UC Davis reported that California’s drought cost the state $2.2 billion, and that was less than it could have been because of the state’s increased reliance on groundwater. That extra water covered as much as 75% of the water that had been lost.
However, because the drought has precipitated the increased withdrawal of water from underground basins, primarily in the San Joaquin Valley, the rate at which it is being drawn means more is taken than can be replaced.
Lester Snow, director of the nonprofit group California Water Foundation and a former state secretary for natural resources, explained, “What we’re doing with groundwater is an equivalent to deficit spending. Something bad is going to happen [in the long run.]”

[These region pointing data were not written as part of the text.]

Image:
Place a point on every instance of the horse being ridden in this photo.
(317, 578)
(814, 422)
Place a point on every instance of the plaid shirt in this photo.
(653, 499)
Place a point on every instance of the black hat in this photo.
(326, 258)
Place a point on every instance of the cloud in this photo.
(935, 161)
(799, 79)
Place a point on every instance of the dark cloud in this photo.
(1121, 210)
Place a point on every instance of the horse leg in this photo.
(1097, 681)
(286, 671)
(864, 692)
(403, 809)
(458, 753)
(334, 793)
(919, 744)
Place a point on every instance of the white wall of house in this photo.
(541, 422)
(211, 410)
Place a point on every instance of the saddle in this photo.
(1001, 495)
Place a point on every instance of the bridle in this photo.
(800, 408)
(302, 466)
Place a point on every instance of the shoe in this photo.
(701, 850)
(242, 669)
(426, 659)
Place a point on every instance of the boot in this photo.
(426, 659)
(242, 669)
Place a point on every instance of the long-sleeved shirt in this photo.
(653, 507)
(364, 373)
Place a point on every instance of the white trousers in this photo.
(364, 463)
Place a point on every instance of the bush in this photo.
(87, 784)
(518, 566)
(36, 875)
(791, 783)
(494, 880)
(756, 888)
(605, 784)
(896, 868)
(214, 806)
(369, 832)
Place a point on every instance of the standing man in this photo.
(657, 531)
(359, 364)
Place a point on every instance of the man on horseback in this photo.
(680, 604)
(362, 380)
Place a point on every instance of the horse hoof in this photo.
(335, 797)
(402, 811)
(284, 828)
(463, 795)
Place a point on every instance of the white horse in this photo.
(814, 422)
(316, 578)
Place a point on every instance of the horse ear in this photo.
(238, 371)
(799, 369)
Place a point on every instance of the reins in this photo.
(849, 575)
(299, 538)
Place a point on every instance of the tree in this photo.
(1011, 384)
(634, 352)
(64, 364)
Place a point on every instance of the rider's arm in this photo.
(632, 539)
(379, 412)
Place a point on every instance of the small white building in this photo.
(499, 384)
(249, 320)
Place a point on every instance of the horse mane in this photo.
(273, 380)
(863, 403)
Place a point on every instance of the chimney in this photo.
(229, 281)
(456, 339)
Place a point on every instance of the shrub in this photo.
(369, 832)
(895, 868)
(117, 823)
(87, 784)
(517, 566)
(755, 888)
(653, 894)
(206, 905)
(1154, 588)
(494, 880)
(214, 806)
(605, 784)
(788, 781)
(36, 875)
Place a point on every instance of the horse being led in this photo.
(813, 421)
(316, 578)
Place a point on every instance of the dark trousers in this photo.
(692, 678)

The legislation proposed flies in the face of the traditional perspective of groundwater belonging to the property owner. However, there have already been changes to the prevailing attitude; some water districts are supervising their underground sources; some others were forced to do so by court proceedings. Yet some important basins are unregulated.
The proposed legislation, reflected in two separate but identical bills, would force local agencies to originate a scheme to address the supervision of their groundwater by 2020. State Sen. Fran Pavley (D-Agoura Hills), who wrote one of the bills, said, “We do recognize that local management is by far preferable.”

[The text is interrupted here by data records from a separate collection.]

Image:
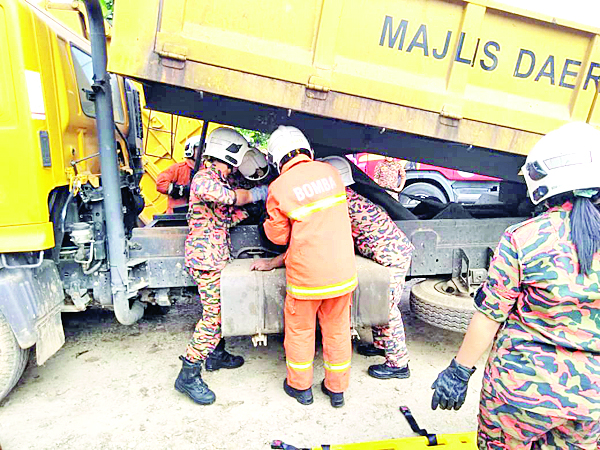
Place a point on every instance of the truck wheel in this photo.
(437, 302)
(424, 190)
(13, 358)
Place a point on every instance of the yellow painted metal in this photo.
(452, 69)
(459, 441)
(47, 140)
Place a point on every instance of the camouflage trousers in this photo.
(391, 337)
(207, 333)
(505, 427)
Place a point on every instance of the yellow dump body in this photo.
(46, 128)
(477, 73)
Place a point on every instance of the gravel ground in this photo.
(111, 387)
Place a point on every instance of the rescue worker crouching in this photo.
(213, 210)
(175, 181)
(376, 237)
(306, 207)
(540, 306)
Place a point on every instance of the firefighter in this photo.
(377, 237)
(214, 209)
(306, 208)
(175, 181)
(390, 174)
(540, 305)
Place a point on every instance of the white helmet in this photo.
(564, 160)
(342, 165)
(226, 145)
(284, 140)
(191, 146)
(254, 165)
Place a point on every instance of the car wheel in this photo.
(13, 358)
(423, 190)
(437, 302)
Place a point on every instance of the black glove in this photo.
(178, 190)
(451, 386)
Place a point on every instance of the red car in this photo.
(439, 183)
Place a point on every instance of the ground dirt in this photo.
(111, 387)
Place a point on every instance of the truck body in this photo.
(74, 161)
(459, 84)
(464, 85)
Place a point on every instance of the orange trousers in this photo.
(300, 325)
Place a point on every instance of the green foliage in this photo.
(256, 138)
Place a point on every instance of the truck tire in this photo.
(430, 302)
(13, 358)
(424, 190)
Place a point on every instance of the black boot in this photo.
(369, 350)
(220, 359)
(189, 381)
(303, 397)
(336, 398)
(384, 372)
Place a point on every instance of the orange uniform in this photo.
(307, 209)
(178, 173)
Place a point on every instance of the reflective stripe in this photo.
(319, 205)
(336, 367)
(298, 366)
(338, 288)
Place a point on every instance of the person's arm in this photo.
(165, 178)
(480, 334)
(494, 301)
(268, 264)
(256, 194)
(277, 227)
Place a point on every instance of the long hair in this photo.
(585, 227)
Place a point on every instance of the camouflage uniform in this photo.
(207, 251)
(377, 237)
(542, 378)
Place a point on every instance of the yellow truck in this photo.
(468, 85)
(453, 83)
(74, 162)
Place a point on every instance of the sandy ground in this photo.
(111, 387)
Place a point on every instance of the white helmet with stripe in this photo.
(191, 147)
(254, 165)
(226, 145)
(286, 139)
(564, 160)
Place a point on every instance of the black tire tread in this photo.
(454, 316)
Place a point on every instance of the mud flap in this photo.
(31, 299)
(50, 335)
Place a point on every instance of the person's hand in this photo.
(451, 386)
(178, 190)
(259, 193)
(262, 265)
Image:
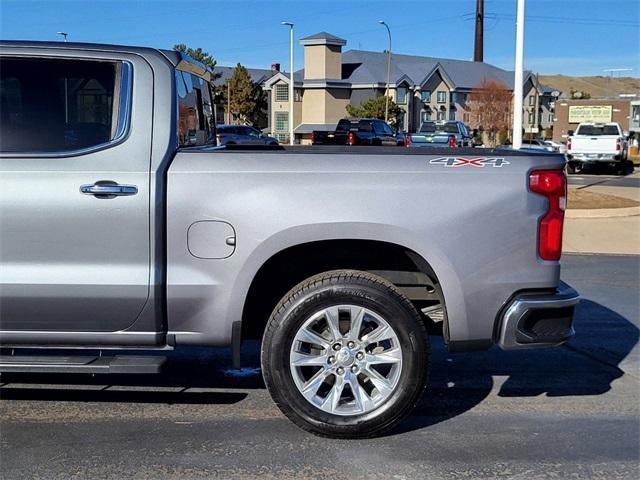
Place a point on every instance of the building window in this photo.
(401, 95)
(282, 121)
(282, 92)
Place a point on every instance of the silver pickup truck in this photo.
(126, 232)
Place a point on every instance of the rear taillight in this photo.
(553, 185)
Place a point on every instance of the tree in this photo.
(248, 101)
(375, 108)
(489, 106)
(201, 56)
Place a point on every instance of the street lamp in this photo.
(66, 87)
(386, 108)
(518, 77)
(290, 25)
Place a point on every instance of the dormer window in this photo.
(401, 96)
(282, 92)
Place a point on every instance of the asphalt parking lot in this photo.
(569, 412)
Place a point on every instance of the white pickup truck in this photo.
(597, 143)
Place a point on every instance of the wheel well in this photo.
(401, 266)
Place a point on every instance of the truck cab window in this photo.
(54, 105)
(196, 124)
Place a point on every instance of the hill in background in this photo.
(596, 86)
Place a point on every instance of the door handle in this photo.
(108, 189)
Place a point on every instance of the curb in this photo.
(602, 212)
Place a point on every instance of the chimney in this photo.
(322, 56)
(478, 54)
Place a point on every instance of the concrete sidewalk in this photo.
(613, 235)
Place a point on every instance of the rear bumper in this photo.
(538, 319)
(595, 157)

Brown’s office helped with creating the proposal, which makes it more likely to become a reality. According to the Times California is the only Western state that has not regulated groundwater.
Dave Puglia, a senior vice president of Western Growers Association, said, “California hasn’t attempted to change water law this dramatically in 100 years.”

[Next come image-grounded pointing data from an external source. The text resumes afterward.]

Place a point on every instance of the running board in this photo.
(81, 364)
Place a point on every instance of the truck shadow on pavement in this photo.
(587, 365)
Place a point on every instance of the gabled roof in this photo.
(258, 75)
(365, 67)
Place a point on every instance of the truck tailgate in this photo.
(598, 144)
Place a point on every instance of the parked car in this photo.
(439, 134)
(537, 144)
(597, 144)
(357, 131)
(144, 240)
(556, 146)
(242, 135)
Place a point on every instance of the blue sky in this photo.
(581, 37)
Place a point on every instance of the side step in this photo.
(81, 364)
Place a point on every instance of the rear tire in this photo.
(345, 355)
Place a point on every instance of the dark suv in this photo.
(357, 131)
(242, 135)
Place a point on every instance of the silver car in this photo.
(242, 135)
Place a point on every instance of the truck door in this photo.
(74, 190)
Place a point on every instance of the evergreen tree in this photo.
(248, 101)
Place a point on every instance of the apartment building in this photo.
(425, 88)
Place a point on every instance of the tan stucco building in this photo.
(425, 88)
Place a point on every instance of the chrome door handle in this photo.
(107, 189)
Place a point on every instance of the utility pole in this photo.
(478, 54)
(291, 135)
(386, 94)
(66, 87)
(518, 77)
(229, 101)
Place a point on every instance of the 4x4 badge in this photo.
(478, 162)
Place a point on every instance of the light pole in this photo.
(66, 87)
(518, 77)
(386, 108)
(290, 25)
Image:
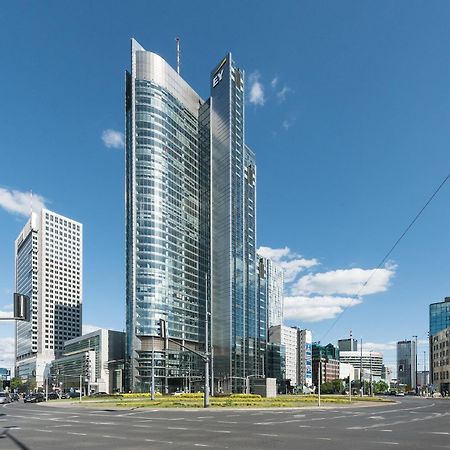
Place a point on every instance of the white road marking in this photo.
(387, 443)
(103, 423)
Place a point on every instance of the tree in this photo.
(380, 387)
(16, 383)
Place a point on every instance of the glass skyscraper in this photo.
(274, 286)
(439, 316)
(166, 254)
(190, 226)
(406, 363)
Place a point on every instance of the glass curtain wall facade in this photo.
(439, 316)
(166, 261)
(406, 363)
(233, 233)
(190, 228)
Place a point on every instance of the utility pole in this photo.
(319, 374)
(415, 365)
(152, 388)
(361, 381)
(207, 354)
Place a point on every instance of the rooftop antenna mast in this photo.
(178, 55)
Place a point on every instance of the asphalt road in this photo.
(412, 423)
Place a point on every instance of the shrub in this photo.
(252, 396)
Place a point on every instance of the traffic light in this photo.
(162, 328)
(21, 307)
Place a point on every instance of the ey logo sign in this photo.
(219, 73)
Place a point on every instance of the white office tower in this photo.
(49, 263)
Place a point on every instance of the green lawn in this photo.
(235, 401)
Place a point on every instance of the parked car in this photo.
(34, 398)
(99, 394)
(73, 395)
(5, 397)
(15, 397)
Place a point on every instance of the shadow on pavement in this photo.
(16, 441)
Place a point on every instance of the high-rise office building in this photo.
(406, 363)
(190, 226)
(304, 348)
(439, 316)
(440, 368)
(348, 345)
(167, 184)
(274, 286)
(286, 337)
(49, 265)
(233, 232)
(368, 362)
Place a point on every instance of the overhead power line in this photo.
(386, 256)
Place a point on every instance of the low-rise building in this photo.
(371, 362)
(94, 360)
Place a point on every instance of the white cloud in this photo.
(257, 96)
(6, 311)
(315, 309)
(18, 202)
(324, 295)
(281, 95)
(113, 139)
(291, 263)
(286, 124)
(345, 282)
(275, 254)
(89, 328)
(7, 352)
(379, 346)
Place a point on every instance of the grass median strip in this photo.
(232, 401)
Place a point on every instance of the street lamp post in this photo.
(415, 365)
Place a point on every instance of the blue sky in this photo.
(348, 112)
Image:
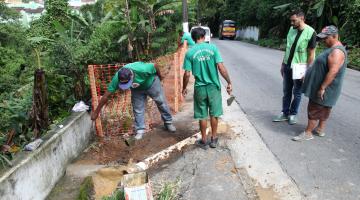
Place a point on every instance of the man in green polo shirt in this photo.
(300, 53)
(144, 80)
(205, 63)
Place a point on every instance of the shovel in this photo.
(230, 100)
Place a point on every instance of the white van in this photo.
(207, 32)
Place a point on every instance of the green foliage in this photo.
(7, 13)
(351, 31)
(85, 189)
(354, 57)
(169, 191)
(64, 42)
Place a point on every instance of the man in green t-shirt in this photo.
(186, 36)
(144, 80)
(204, 61)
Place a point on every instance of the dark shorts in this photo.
(318, 112)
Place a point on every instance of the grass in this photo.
(117, 195)
(86, 189)
(169, 191)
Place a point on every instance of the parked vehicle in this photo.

Some agricultural groups are still wary of state interference, especially as the drought has forced the increased use of groundwater for their crops. They are also concerned about the potential effect on property values. Puglia said, “If the legislation enacted creates even a perception of a loss of access to the groundwater that was accessible before, my land value goes down.”
Western Growers Association is willing to negotiate with the state; they say they want restrictions on how involved the state will be with local plans. But their willingness to negotiate enthuses those in favor of the legislation, and further support has come from the Association of California Water Districts, whose executive director, Tim Quinn, said, “Ten years ago, we were for local control [of groundwater resources] no matter what. Now, we’re for local control — so long as the locals are managing responsibly.”